A Scarborough News investigation has found that seven establishments still have outstanding fines, some as much as £26,250, for employing illegal migrant workers.
The longest unpaid bill is the now closed Spice Lobster, in Castle Road, which still hasn’t paid the cash after a raid in March 2009.
Management at Indian Rose Brasserie still have to fork out £36,250 after they were raided twice in just under a year.
In total, £122,500 is still owed by the restaurants and takeaways, and Scarborough’s MP has a dim view of their reluctance to face up to their crimes.
He said the fines are clearly no deterrent – and that it was time to take action.
“If you don’t pay your council tax, then bailiffs will be used, so why are bailiffs not being used to collect this money?
“Three or four years is just too long.”
The Scarborough News contacted several restaurants named by the Home Office as having not paid up, although in most cases, management was not present for comment.
We did speak to management at Indian Rose Brasserie, who claim that since the restaurant’s latest raid in September 2012, new management has taken over.
Documentation shown to us states that the new management company, Nur Sosa Grill Limited, took over the running of the Castle Road restaurant just weeks after the restaurant’s previous owners were fined £26,250 for a raid on August 2 last year.
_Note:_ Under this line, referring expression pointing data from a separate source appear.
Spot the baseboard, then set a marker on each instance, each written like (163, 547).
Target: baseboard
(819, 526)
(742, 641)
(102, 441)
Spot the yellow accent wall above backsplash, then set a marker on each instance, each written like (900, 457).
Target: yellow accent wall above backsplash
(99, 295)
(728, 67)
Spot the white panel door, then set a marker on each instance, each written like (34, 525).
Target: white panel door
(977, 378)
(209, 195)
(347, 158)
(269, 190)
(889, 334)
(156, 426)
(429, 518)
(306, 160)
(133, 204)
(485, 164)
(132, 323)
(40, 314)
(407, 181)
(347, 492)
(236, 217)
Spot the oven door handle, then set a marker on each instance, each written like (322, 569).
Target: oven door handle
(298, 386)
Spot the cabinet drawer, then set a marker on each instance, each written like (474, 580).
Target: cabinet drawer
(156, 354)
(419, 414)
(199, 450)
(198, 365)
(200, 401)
When asked if they had any plans to pay the money, staff said they “don’t know anything about it”.
In total, the fines come from 10 different raids since 2009, which include:
l Spice Lobster fined £5,000 in March 2009
l Scarborough Tandoori fined £10,000 in June 2009
l Eastern Paradise fined a combined total of £25,000 for a pair of raids in July 2012 and March 2013
l Samanta fined £5,000 in July 2011
l The Band fined £10,000 in July 2011
l The Mela fined £31,250 for a pair of raids in December 2011 and June 2012
Since 2009, 16 fines have been issued, although six are no longer outstanding.
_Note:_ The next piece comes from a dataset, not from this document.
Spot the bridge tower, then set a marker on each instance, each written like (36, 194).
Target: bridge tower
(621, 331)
Mr Goodwill feels the fines flags up another issue in that companies are using foreign workers, in these cases illegally, when there is a plethora of homegrown talent available.
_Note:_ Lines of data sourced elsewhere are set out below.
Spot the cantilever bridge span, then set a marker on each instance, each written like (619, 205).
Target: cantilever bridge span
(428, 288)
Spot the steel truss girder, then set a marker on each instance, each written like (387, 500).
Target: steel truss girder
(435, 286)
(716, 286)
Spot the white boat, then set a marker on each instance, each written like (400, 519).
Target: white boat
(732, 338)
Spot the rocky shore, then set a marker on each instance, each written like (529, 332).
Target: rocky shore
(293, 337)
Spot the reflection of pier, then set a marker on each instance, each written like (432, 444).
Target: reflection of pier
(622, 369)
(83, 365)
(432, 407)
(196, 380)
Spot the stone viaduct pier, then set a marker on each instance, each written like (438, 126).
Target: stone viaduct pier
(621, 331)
“I think sometimes there is an expectation that restaurants must have staff from that area, but I recently visited a Chinese restaurant where the staff were English, and it was fine.
“There’s no reason why they can’t have English waiters or chefs – we have cooking schools in this country that produce fantastic chefs.”
And he added: “The next time that I’m in one of these restaurants, I’m going to ask the management why they haven’t paid up, and I would encourage other people to do the same.”
The current measures in place to tackle illegal working means that firms can be fined up to £10,000 per illegal worker.
A spokesperson for the Home Office said the Government is “committed to tackling illegal working” and recently concluded public consultation proposing tougher sanctions against employers who exploit illegal migrant labour.
The figures are correct up to June 30 this year.